2. Put bike in neutral.
3. Remove the swingarm cover and sprocket cover to reveal the drive sprocket.
4. User pliers to remove the cotter pin from rear axle nut.
5. Loosen (do not remove) the rear axle nut.
6. Back out the chain adjusters on both sides of axle.
Most of the extra play in the stock chain will be taken up with the
larger sprocket. "Wiggle" (a technical term) the rear wheel up towards
the front of the bike to give yourself plenty of slack in the chain.
7. The washer behind the drive sprocket nut is bent over one of the sides of the nut. This needs to be completely bent back so that the nut can turn. If its not perfectly flat, it will be tough to loosen the drive sprocket nut. I used a wide flat screwdriver.
8. Loosen and remove the sprocket nut and washers. Its tight and you'll need lots of leverage (breaker bar). I sat on the bike and pressed HARD on the rear break to keep bike and wheel from moving while lifting with my left hand the wrench and bar.
9. With the chain still around the sprocket, pull the sprocket straight off the shaft. Don't try and take the chain off while the sprocket is still on the drive shaft.
10. Replace the old sprocket with the new one and slide it back on the shaft. You may need to rotate the shaft a bit to get the sprocket to slide on. Good thing the bike is in Neutral!
11. Replace the washers and nuts on the sprocket and torque the nut to 83ft lbs. Again, you should sit on the bike and apply the rear brake.

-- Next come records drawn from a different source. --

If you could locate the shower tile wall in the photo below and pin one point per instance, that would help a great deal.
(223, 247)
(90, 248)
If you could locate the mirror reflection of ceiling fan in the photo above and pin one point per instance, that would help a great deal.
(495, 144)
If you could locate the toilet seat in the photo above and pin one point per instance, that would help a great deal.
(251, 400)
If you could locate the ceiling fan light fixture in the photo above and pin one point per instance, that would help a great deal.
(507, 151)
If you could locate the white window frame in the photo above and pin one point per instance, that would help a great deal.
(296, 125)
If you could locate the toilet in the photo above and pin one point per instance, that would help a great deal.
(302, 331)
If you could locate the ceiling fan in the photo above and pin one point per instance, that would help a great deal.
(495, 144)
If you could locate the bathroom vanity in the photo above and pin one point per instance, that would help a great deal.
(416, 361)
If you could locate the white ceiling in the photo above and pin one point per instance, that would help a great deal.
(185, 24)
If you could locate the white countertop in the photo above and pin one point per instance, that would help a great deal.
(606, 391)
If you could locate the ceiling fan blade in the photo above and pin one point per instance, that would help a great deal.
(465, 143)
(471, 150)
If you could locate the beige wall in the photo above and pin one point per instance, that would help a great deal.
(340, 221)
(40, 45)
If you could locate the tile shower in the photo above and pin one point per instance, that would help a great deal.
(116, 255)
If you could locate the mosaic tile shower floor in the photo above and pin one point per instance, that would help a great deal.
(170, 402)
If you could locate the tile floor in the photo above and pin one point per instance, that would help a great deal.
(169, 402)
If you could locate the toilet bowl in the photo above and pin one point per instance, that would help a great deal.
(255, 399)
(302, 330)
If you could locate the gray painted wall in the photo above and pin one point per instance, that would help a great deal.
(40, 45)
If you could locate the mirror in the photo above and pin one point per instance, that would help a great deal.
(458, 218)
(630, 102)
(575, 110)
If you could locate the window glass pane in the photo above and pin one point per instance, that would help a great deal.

12. Bend the washer back down over a side on the nut.
.13. Tighten the chain adjusters EQUALLY on both sides of the rear axle. The chain should have .6 to 1.0 inches of play at the center of the chain (between the front and rear sprockets). Use the reference marks on the adjusters to be sure that they are tightened EXACTLY THE SAME AMOUNT. This will ensure that the rear wheel is properly aligned. Otherwise, the chain *could* come off!! You'll probably have to play with the adjusters a bit to get the rear wheel aligned while maintaining the correct amount of slack in the chain. When you're satisfied with the chain tension, tighten the lock nuts on the adjusters.
14. Torque the the rear axle nut to 47 ft lbs and replace the cotter pin.

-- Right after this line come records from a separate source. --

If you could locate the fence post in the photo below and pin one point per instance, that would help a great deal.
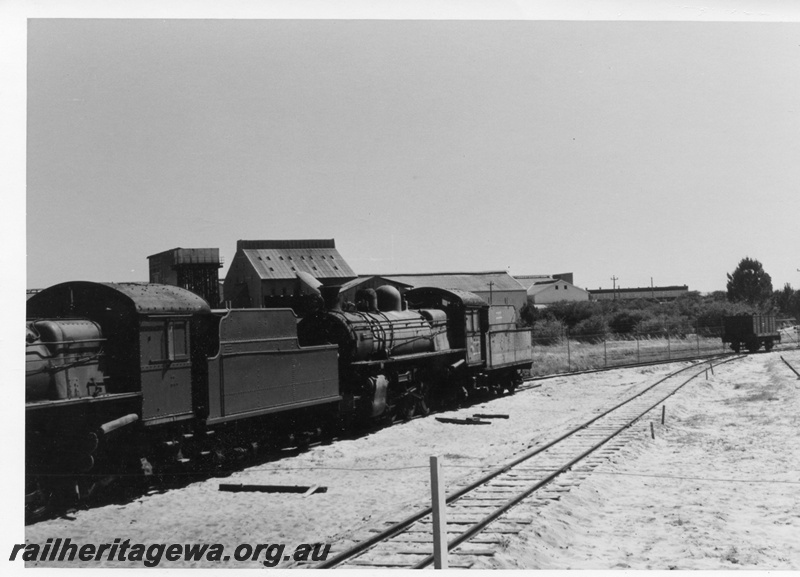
(669, 347)
(569, 364)
(638, 359)
(697, 335)
(439, 505)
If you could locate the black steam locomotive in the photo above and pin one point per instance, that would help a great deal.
(137, 378)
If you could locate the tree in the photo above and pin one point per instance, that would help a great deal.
(749, 283)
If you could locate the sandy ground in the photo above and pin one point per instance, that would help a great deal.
(718, 488)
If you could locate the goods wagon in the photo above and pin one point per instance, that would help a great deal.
(751, 331)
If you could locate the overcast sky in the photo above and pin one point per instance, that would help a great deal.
(663, 150)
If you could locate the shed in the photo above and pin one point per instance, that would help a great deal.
(273, 273)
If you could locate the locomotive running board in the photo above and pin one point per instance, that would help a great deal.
(413, 357)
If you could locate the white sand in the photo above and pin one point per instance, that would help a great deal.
(712, 491)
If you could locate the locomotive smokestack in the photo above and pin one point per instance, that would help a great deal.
(330, 295)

15. Replace the swingarm cover and sprocket cover.
16. Enjoy cruising the highways at a more comfortable RPM!
It takes work, but you *can* get a 17 tooth sprocket on ALL 800 Marauders, even a 98.
The trick is to have that back tire absolutely as far forward as it will go and to have the swingarm in the position that provides the most slack. Best bet is to put the bike on a stand (like the Burrito Stand) and then, if needed, jack up the rear tire to compress the shocks slightly. You might need to use a screwdriver or similar tool levered through the sprocket hole against a bolthead in the sprocket area to get enough pull to get the sprocket into place. Once in place, there will be enough slack to readjust the wheel back into position. A rubber mallet or a swift kick (have someone hold the bike!) will help get the rear tire far enough forward. Remember to fully loosen the chain adjuster bolts, too!

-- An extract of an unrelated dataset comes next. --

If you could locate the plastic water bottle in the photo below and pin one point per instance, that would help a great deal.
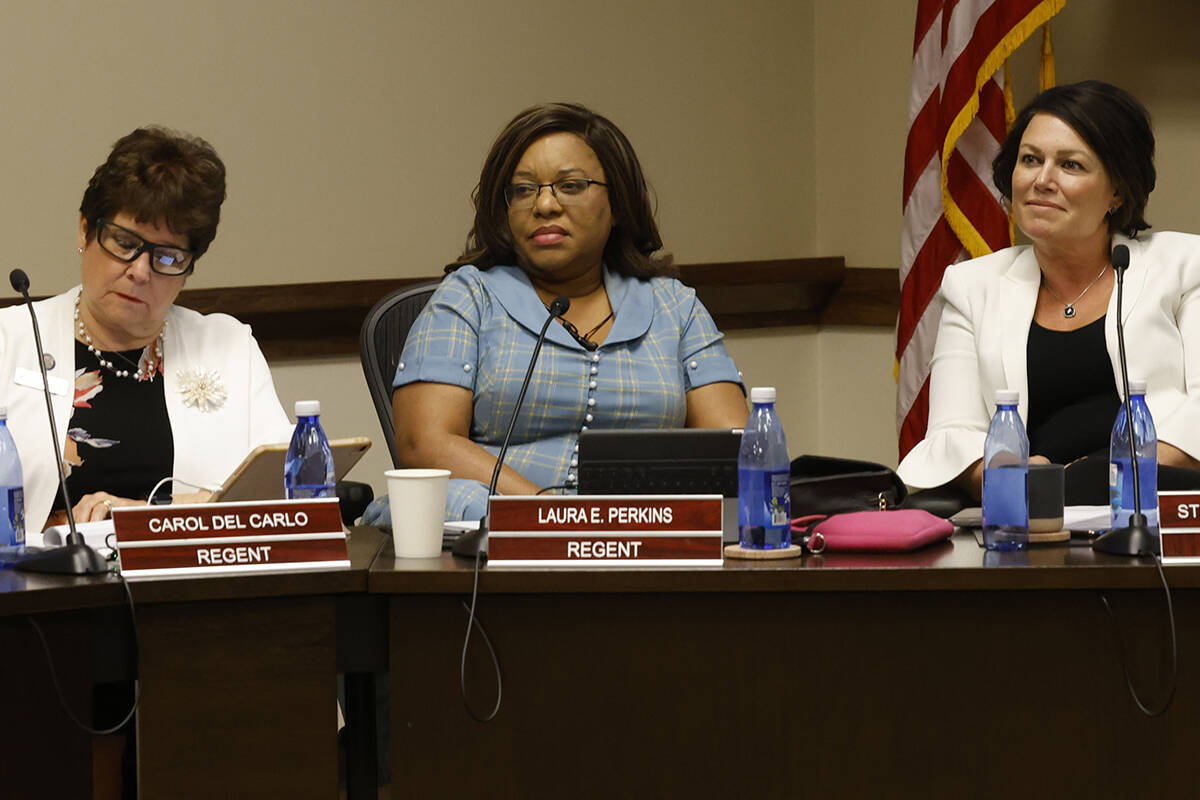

Another option is to follow the rear wheel removal instructions in the manual, and pull the wheel sprocket from the cush drive. Then, you have all the slack you'll ever need. Install the front sprocket and re-install the rear wheel. I've had my rear wheel off the bike twice since installing the 17 tooth. No problem.
Jim Gammon, MIG 229 put a 17 on his 98. I have one on my 99, and there are a large number of others that have done it as well. don't say it can't be done.